Perfect for a Friday night fakeaway or an impressive midweek dinner, this crispy shredded beef balances heat, sweetness and savoury depth in every bite.
Recipe Information
- Skill Level: Easy
- Serves: 4
- Prep Time: 10 minutes
- Cooking Time: 20 minutes
Ingredients
360g thin-cut sirloin steaks, cut into strips
1 small egg
4 tbsp cornflour
¼ tsp salt
¼ tsp black pepper
4.5 tbsp olive oil
1 medium onion – peeled and sliced into thin strips or diced
1 red chilli, finely sliced
1 tsp minced ginger
3 garlic cloves, crushed
2 tbsp rice vinegar
3 tbsp dark soy sauce
2 tbsp tomato puree
6 tbsp caster sugar
2 tbsp tomato ketchup
2 tbsp sweet chilli sauce
2 carrots, peeled
4 spring onions, chopped
Black sesame seeds, to serve
Equipment
Method
For the Crispy Chilli Beef Recipe:
- Crack the egg into a bowl and beat lightly. In a separate bowl, combine the cornflour, salt and black pepper. Dip each strip of steak into the egg, then coat thoroughly in the seasoned cornflour.
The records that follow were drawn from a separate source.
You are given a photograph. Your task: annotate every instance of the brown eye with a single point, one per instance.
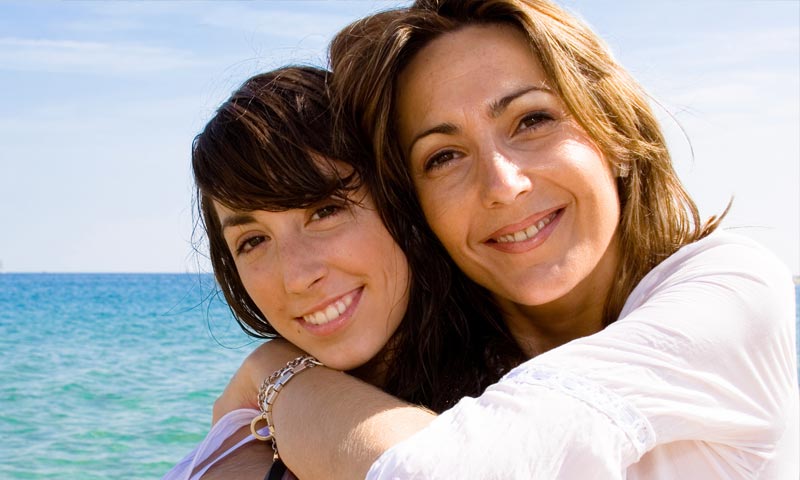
(249, 244)
(326, 211)
(438, 160)
(534, 120)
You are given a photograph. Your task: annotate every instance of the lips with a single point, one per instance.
(332, 310)
(525, 230)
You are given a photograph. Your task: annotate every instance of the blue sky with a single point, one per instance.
(99, 102)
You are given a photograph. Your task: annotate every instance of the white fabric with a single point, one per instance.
(224, 428)
(696, 380)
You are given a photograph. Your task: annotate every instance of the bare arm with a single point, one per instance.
(250, 461)
(329, 425)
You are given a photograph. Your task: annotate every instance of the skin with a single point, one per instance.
(300, 265)
(493, 152)
(296, 265)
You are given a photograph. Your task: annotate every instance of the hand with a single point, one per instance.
(242, 390)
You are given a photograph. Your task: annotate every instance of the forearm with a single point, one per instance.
(330, 425)
(250, 461)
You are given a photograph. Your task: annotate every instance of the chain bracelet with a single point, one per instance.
(269, 390)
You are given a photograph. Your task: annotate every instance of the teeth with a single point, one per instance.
(331, 312)
(528, 233)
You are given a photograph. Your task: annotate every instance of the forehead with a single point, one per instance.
(470, 68)
(476, 52)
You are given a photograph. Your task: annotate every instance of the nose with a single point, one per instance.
(303, 266)
(502, 180)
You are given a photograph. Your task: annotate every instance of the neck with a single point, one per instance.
(539, 328)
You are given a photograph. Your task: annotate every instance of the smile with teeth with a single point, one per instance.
(527, 233)
(331, 312)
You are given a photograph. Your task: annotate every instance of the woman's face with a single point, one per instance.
(514, 188)
(329, 278)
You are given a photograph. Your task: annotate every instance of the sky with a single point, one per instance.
(100, 101)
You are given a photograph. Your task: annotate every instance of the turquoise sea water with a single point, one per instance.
(110, 376)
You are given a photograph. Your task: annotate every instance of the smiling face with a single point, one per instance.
(516, 191)
(329, 278)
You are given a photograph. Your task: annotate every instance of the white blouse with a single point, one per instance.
(696, 380)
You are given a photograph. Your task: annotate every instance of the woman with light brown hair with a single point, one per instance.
(660, 348)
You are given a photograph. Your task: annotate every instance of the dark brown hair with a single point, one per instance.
(657, 214)
(261, 151)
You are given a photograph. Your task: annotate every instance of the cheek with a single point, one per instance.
(260, 285)
(443, 210)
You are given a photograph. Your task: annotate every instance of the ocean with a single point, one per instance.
(111, 375)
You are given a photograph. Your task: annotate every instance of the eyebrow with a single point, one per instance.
(496, 108)
(237, 220)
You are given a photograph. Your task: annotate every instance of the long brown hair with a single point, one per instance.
(261, 151)
(657, 214)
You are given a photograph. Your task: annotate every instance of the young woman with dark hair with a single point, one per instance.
(660, 348)
(301, 253)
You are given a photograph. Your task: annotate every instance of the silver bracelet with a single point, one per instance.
(269, 392)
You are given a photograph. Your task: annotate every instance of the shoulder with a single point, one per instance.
(721, 263)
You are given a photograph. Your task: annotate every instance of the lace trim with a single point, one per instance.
(617, 408)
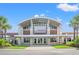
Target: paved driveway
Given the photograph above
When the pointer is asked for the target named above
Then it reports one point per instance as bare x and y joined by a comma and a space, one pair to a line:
46, 50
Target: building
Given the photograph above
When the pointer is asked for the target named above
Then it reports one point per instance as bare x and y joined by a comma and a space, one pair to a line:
40, 30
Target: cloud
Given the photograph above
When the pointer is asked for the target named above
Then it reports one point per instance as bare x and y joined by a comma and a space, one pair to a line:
67, 7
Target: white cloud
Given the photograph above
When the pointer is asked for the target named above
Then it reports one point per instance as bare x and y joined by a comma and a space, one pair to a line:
36, 15
67, 7
42, 14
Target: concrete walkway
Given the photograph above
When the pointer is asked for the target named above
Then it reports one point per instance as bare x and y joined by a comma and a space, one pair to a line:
40, 50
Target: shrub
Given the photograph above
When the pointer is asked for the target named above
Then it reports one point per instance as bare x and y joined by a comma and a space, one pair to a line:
4, 43
72, 43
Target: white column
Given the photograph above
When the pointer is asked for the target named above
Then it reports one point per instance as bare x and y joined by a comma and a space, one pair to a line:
31, 40
42, 40
48, 28
36, 40
48, 41
20, 30
19, 41
31, 29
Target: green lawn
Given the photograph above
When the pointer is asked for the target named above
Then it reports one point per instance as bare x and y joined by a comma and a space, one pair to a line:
18, 47
61, 46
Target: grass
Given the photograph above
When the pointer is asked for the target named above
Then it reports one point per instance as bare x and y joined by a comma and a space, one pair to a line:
18, 47
61, 46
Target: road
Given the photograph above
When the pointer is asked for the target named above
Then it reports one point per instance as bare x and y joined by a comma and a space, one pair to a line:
40, 51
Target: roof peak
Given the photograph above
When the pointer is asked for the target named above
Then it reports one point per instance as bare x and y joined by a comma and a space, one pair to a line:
40, 15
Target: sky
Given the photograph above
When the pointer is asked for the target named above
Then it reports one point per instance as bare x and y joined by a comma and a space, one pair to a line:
17, 12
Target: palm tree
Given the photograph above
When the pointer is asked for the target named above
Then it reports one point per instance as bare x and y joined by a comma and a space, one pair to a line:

Arrange on a plate ready for frying.
- Place 4 tablespoons of olive oil into a large frying pan over high heat. The oil should be very hot before adding the beef.
- Cook the beef in two batches to ensure it crisps properly. Lay half the strips into the pan individually, spreading them out.
- Fry for approximately 5–6 minutes, turning occasionally, until deep golden brown and crisp.
- Remove with tongs or a slotted spoon and transfer to a bowl lined with kitchen paper to absorb excess oil. Repeat with the remaining beef.
- Once all the beef has been cooked, pour the remaining ½ tablespoon of oil into the pan and reduce the heat to medium.
- Add the sliced onion and cook for around 2 minutes until slightly softened. Stir in the chilli, ginger and garlic, cooking briefly until fragrant.
- Pour in the rice vinegar, soy sauce, tomato puree, caster sugar, tomato ketchup and sweet chilli sauce.
- Increase the heat and allow the sauce to simmer for a few minutes until slightly thickened.
- Return the crispy beef to the pan and toss well to coat. Heat through for 1–2 minutes.
- Using a mandolin or vegetable peeler, create thin carrot ribbons. Serve the beef topped with carrot, chopped spring onions and a scattering of black sesame seeds.
Recipe provided by Robert Welch
Charlotte Avent @acupofteaandcake
Tips & Tricks
Crispy chilli beef is a popular takeaway favourite, often known as crispy shredded beef. What makes it so addictive is the contrast between crunchy fried sirloin and a sticky, tangy sauce infused with soy, chilli and sugar.
The key to achieving that signature crisp texture lies in coating the beef thoroughly in cornflour before frying in very hot oil. Cooking in batches prevents overcrowding, which helps maintain crunch rather than steaming the meat.
Why Sirloin Works Best:
Thin-cut sirloin steaks are ideal for this dish because they cook quickly while remaining tender inside. Slicing the beef into even strips ensures consistent cooking and maximum crispness.
Balancing The Sauce:
This recipe achieves depth through a combination of:
Rice vinegar for acidity
Dark soy sauce for umami richness
Tomato puree and ketchup for body
Caster sugar for sweetness
Sweet chilli sauce for gentle heat
The result is a glossy coating that clings beautifully to each strip of beef.
Serving Suggestions:
Serve immediately for maximum crunch and pair with:
Steamed jasmine rice
Egg fried rice
Stir-fried greens
Simple noodles
For presentation, carrot ribbons and sesame seeds add colour, texture and visual appeal.